Ensuite, je tiens à citer un conseiller national que nous avons auditionné récemment sur un sujet qui n'a rien à voir avec celui dont nous débattons, qui était favorable à l'objet et qui a dit ceci: «J'appelle à la prudence, car selon les statistiques, j'ai constaté qu'environ 50% des initiatives cantonales déposées en Suisse proviennent de Genève. Cela provoque une certaine lassitude chez mes collègues fédéraux, surtout alémaniques, qui ont tendance à rejeter ces initiatives d'emblée, même sans examiner le fond.» Si on veut que le fond soit examiné, il faut être extrêmement pertinent. Là, on est impertinent, donc ne votons pas cette résolution ! Merci. (Applaudissements.)
Mme Louise Trottet (Ve). Je crois que tout a été dit sur cet objet. Suite à l'intervention de mon préopinant, j'ai envie de relever qu'il n'y a que les idiots qui ne changent pas d'avis. Nous étions saisis d'un objet que les Verts notamment avaient amendé en commission, en se disant que cela compensait les quelques doutes que nous avions au sujet de ce texte. Nous y avons donc ajouté des notions de capitation et de franchise proportionnelle aux revenus, par exemple, en nous disant pourquoi pas, de nouvelles idées en matière de politique de santé, c'est toujours intéressant !

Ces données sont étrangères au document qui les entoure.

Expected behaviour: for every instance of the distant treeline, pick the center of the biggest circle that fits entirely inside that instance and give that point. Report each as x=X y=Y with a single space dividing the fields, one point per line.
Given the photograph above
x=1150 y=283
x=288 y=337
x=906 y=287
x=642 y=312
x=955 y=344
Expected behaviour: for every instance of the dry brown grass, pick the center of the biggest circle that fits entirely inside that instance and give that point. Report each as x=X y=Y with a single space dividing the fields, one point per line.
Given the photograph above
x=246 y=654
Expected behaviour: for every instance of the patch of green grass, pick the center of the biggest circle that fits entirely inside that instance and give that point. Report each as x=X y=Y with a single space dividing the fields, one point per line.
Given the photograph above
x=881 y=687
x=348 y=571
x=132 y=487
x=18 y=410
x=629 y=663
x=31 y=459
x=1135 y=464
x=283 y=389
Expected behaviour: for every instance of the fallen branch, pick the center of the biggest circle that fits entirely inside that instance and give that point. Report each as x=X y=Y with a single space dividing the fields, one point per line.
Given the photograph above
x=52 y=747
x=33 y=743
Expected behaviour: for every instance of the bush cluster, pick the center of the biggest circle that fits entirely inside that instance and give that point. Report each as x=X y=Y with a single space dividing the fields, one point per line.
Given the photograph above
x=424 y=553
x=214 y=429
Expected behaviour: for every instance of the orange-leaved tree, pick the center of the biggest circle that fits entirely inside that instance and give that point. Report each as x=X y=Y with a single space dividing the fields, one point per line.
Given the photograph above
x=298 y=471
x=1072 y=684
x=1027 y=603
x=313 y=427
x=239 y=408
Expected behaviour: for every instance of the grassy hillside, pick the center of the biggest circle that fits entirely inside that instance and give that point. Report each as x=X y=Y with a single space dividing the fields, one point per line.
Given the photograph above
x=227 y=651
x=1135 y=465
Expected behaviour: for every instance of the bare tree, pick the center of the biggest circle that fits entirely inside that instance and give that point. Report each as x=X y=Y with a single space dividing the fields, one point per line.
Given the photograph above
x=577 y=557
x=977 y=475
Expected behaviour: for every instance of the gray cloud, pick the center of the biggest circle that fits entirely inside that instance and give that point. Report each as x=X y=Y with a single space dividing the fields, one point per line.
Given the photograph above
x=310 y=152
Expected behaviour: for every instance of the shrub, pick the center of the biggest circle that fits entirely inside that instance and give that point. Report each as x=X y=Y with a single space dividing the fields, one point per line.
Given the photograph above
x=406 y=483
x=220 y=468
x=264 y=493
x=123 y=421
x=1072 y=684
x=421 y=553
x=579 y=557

Mais en réalité, comme l'a dit M. Conne, pour envoyer des résolutions à Berne, il faut vraiment qu'on soit complètement sûr de ce qu'on fait. Et là, ce soir, nous n'en sommes en fait plus très sûrs, cet objet est devenu un peu bancal. Avec tout le respect que j'ai pour le groupe LJS, je vous informe que le groupe Vert a malheureusement changé de position sur ce texte. Je vous remercie.
M. François Baertschi (MCG), rapporteur de minorité. J'aimerais tout d'abord remercier mes préopinants pour la qualité de leurs interventions et souligner à quel point ce sujet est difficile, compte tenu de sa complexité fondamentale, qui explique qu'on puisse changer d'opinion en cours de route - ce n'est pas une mauvaise chose. Pour notre minorité, la difficulté fondamentale réside dans le fait que malheureusement, il s'agit d'une solution qui n'est pas adéquate. Ce n'est pas la bonne solution, mais suite à la réponse tout à fait pertinente qui a été donnée à une question... Nous espérons que si ce texte n'obtient pas de majorité au sein de ce plénum... Quoi qu'il en soit, il faudra de toute manière poursuivre le débat via d'autres objets parlementaires - ceux-ci ne manqueront pas d'être déposés. (Commentaires.) Nous vous recommandons bien évidemment de refuser cette résolution. Merci.
M. Jean-Marc Guinchard (LC), rapporteur de majorité. Ce n'est pas la première fois que je change de qualité en passant de rapporteur de majorité à rapporteur de minorité. Avec l'âge, je suis devenu bon perdant, et je respecte bien entendu la volonté majoritaire de ce parlement. Cela étant, les arguments et les chiffres articulés par notre collègue député Pierre Conne étaient déjà largement connus au moment des travaux auxquels il a activement participé, raison pour laquelle je regrette un peu ce changement d'attitude. Je vous remercie et vous souhaite une excellente soirée !
La présidente. Merci, Monsieur le député. Nous passons au vote.
Mise aux voix, la proposition de résolution 1022 est rejetée par 67 non contre 15 oui et 2 abstentions (vote nominal).